Queen Elizabeth I’s fashion was iconic and influential, reflecting the grandeur and elegance of the Elizabethan era. Her style was characterized by elaborate gowns adorned with intricate embroidery, jewels, and lace collars, known as ruffs. She favored vibrant colors, such as rich reds, deep blues, and luxurious golds, to signify her royal status. Elizabeth’s fashion choices were not only a reflection of her personal taste but also a means of asserting her power and authority. Her extravagant ensembles set the standard for European fashion during her reign, inspiring trends that endured for generations.

7. How tall was Elizabeth 1st?

Elizabeth I, the iconic queen of England, stood at an impressive height for her time, towering above many of her contemporaries at approximately 5 feet 10 inches (178 cm). Her stature not only commanded attention but also influenced the fashion trends of her era. Elizabeth’s regal presence set the stage for European fashion, as her court became a hub of sartorial innovation and extravagance. Her preference for intricate gowns adorned with jewels and elaborate ruffs sparked a craze for opulent attire among the nobility. This period witnessed the emergence of sumptuous fabrics, intricate embroidery, and voluminous silhouettes, all reflecting the grandeur associated with the Elizabethan era. As a trendsetter and style icon, Elizabeth I left an indelible mark on European fashion, shaping the aesthetic sensibilities of her time and leaving a lasting legacy that continues to inspire designers and fashion enthusiasts to this day.

8. Why did Queen Elizabeth the first wear makeup?

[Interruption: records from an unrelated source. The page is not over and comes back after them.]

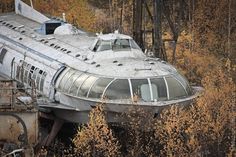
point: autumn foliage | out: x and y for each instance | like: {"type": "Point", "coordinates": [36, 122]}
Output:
{"type": "Point", "coordinates": [96, 138]}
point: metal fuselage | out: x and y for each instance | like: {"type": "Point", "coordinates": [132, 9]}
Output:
{"type": "Point", "coordinates": [74, 71]}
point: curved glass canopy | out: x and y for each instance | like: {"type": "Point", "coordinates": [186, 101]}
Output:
{"type": "Point", "coordinates": [115, 45]}
{"type": "Point", "coordinates": [85, 85]}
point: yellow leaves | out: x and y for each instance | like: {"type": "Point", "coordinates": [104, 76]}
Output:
{"type": "Point", "coordinates": [96, 138]}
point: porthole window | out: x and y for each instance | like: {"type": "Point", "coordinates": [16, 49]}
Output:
{"type": "Point", "coordinates": [119, 89]}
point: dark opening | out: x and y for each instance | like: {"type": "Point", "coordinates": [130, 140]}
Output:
{"type": "Point", "coordinates": [2, 54]}
{"type": "Point", "coordinates": [50, 27]}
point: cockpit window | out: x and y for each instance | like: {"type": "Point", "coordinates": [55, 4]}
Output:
{"type": "Point", "coordinates": [102, 45]}
{"type": "Point", "coordinates": [98, 87]}
{"type": "Point", "coordinates": [115, 45]}
{"type": "Point", "coordinates": [176, 90]}
{"type": "Point", "coordinates": [119, 89]}
{"type": "Point", "coordinates": [159, 91]}
{"type": "Point", "coordinates": [141, 89]}
{"type": "Point", "coordinates": [120, 44]}
{"type": "Point", "coordinates": [134, 45]}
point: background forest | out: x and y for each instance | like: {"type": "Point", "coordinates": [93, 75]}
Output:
{"type": "Point", "coordinates": [205, 54]}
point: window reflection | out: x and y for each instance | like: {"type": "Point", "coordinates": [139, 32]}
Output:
{"type": "Point", "coordinates": [176, 90]}
{"type": "Point", "coordinates": [77, 83]}
{"type": "Point", "coordinates": [141, 89]}
{"type": "Point", "coordinates": [159, 91]}
{"type": "Point", "coordinates": [119, 89]}
{"type": "Point", "coordinates": [86, 86]}
{"type": "Point", "coordinates": [98, 88]}
{"type": "Point", "coordinates": [184, 82]}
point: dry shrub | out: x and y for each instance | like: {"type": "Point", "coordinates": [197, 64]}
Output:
{"type": "Point", "coordinates": [138, 136]}
{"type": "Point", "coordinates": [96, 139]}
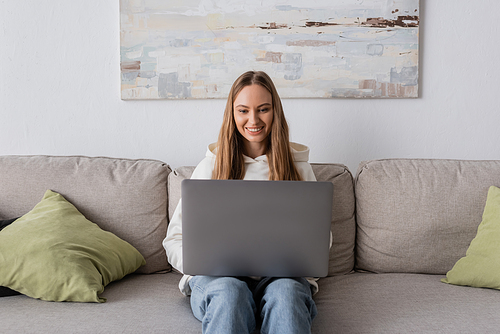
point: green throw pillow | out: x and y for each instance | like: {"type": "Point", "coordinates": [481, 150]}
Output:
{"type": "Point", "coordinates": [481, 265]}
{"type": "Point", "coordinates": [54, 253]}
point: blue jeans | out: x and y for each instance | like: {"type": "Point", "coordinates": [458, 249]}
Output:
{"type": "Point", "coordinates": [229, 304]}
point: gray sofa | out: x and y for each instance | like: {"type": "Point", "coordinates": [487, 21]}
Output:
{"type": "Point", "coordinates": [398, 227]}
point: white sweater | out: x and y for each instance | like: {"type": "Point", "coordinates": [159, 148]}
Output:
{"type": "Point", "coordinates": [255, 169]}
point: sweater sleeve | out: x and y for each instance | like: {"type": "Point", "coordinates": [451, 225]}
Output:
{"type": "Point", "coordinates": [305, 170]}
{"type": "Point", "coordinates": [173, 241]}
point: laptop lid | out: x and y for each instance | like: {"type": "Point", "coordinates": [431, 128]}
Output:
{"type": "Point", "coordinates": [256, 228]}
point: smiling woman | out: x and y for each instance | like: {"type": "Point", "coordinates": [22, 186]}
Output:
{"type": "Point", "coordinates": [253, 116]}
{"type": "Point", "coordinates": [254, 103]}
{"type": "Point", "coordinates": [253, 144]}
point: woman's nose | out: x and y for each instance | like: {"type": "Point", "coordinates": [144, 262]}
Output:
{"type": "Point", "coordinates": [254, 117]}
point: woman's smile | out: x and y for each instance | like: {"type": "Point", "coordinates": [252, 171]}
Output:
{"type": "Point", "coordinates": [253, 115]}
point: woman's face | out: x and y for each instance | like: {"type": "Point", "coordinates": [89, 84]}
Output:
{"type": "Point", "coordinates": [253, 114]}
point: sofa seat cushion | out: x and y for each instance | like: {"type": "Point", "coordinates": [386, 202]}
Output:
{"type": "Point", "coordinates": [419, 215]}
{"type": "Point", "coordinates": [402, 303]}
{"type": "Point", "coordinates": [136, 304]}
{"type": "Point", "coordinates": [125, 197]}
{"type": "Point", "coordinates": [343, 225]}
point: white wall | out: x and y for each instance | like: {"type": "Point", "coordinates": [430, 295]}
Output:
{"type": "Point", "coordinates": [60, 93]}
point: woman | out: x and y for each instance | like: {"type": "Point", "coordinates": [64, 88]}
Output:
{"type": "Point", "coordinates": [253, 145]}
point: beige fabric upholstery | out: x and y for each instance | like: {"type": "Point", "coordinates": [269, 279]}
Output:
{"type": "Point", "coordinates": [125, 197]}
{"type": "Point", "coordinates": [343, 222]}
{"type": "Point", "coordinates": [403, 303]}
{"type": "Point", "coordinates": [419, 216]}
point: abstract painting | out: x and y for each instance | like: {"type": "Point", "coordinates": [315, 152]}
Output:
{"type": "Point", "coordinates": [195, 49]}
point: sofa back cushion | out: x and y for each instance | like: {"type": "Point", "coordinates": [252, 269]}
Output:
{"type": "Point", "coordinates": [419, 215]}
{"type": "Point", "coordinates": [125, 197]}
{"type": "Point", "coordinates": [343, 221]}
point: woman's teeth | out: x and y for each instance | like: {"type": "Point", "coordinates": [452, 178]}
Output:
{"type": "Point", "coordinates": [255, 129]}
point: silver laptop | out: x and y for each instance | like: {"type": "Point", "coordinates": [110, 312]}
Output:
{"type": "Point", "coordinates": [256, 228]}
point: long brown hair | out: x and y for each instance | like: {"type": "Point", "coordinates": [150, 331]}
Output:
{"type": "Point", "coordinates": [229, 163]}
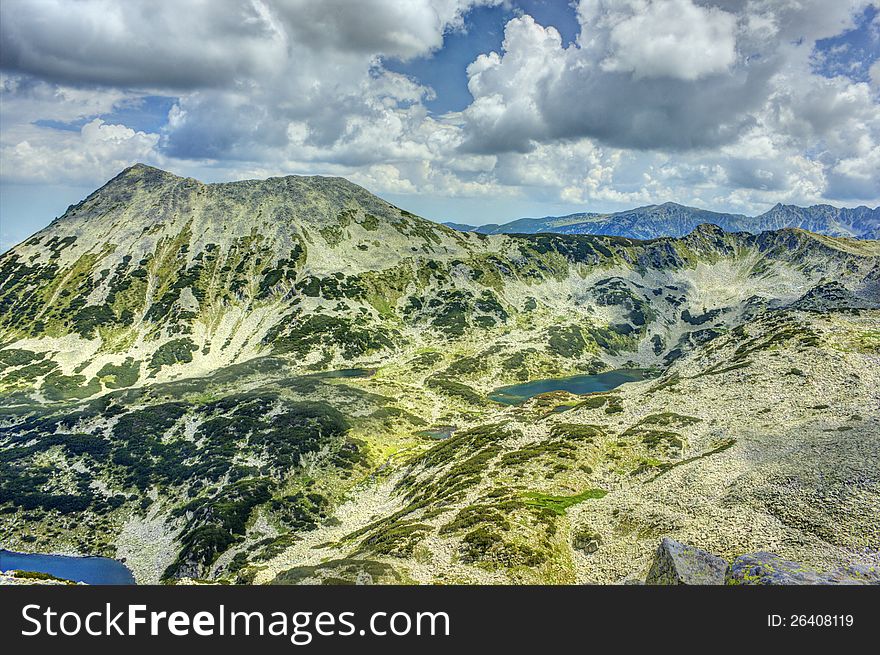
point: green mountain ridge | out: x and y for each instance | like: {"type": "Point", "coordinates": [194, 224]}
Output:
{"type": "Point", "coordinates": [234, 382]}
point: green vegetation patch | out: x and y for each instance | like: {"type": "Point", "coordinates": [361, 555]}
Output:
{"type": "Point", "coordinates": [558, 504]}
{"type": "Point", "coordinates": [176, 351]}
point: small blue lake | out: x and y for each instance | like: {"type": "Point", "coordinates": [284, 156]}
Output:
{"type": "Point", "coordinates": [577, 384]}
{"type": "Point", "coordinates": [91, 570]}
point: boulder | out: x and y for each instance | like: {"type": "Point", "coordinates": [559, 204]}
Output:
{"type": "Point", "coordinates": [770, 569]}
{"type": "Point", "coordinates": [676, 564]}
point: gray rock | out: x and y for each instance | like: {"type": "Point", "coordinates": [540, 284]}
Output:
{"type": "Point", "coordinates": [770, 569]}
{"type": "Point", "coordinates": [676, 564]}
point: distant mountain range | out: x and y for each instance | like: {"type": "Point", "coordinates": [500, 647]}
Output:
{"type": "Point", "coordinates": [674, 220]}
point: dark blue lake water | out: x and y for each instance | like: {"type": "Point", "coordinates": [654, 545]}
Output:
{"type": "Point", "coordinates": [91, 570]}
{"type": "Point", "coordinates": [578, 384]}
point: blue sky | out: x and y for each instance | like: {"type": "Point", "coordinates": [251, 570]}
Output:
{"type": "Point", "coordinates": [464, 110]}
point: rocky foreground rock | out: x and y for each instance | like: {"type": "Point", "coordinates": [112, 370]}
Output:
{"type": "Point", "coordinates": [678, 564]}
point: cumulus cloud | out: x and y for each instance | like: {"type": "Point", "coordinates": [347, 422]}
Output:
{"type": "Point", "coordinates": [709, 102]}
{"type": "Point", "coordinates": [98, 149]}
{"type": "Point", "coordinates": [673, 38]}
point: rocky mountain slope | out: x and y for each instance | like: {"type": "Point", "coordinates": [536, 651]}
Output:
{"type": "Point", "coordinates": [252, 382]}
{"type": "Point", "coordinates": [671, 219]}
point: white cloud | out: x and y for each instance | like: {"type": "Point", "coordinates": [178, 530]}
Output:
{"type": "Point", "coordinates": [99, 150]}
{"type": "Point", "coordinates": [710, 102]}
{"type": "Point", "coordinates": [661, 38]}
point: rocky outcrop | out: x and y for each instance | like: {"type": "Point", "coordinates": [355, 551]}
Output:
{"type": "Point", "coordinates": [769, 569]}
{"type": "Point", "coordinates": [676, 563]}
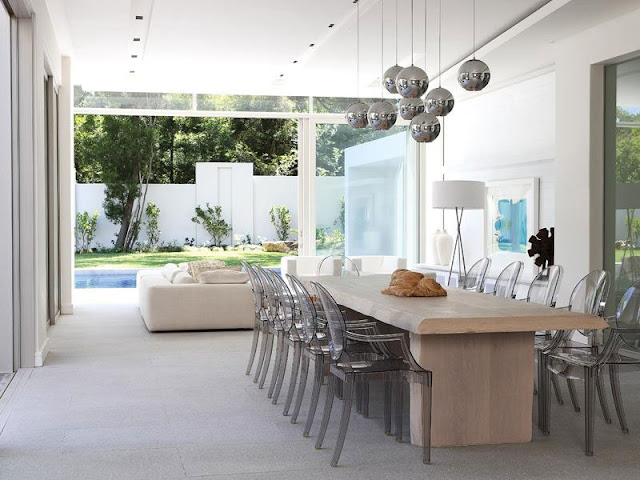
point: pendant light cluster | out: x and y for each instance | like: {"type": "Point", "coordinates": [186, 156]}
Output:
{"type": "Point", "coordinates": [411, 83]}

Queen Elizabeth I’s use of makeup was not merely for vanity but also served strategic and symbolic purposes in the context of European fashion and politics of her time. During the Elizabethan era, pale skin was considered a mark of aristocracy and refinement, as it signified one’s distance from outdoor labor. The queen’s application of white lead-based makeup, which gave her skin a starkly pale complexion, was not only fashionable but also served as a visual representation of her royal status and purity. Additionally, her use of cosmetics, including vibrant lip colors and rouge, allowed her to project an image of youthfulness and vitality despite her advancing age. Moreover, the elaborate and theatrical makeup worn by Queen Elizabeth I reflected the grandeur and spectacle of the Elizabethan court, reinforcing her authority and power over her subjects and foreign dignitaries alike. Thus, her makeup choices were as much a political statement as they were a fashion statement, solidifying her iconic status in the annals of European history.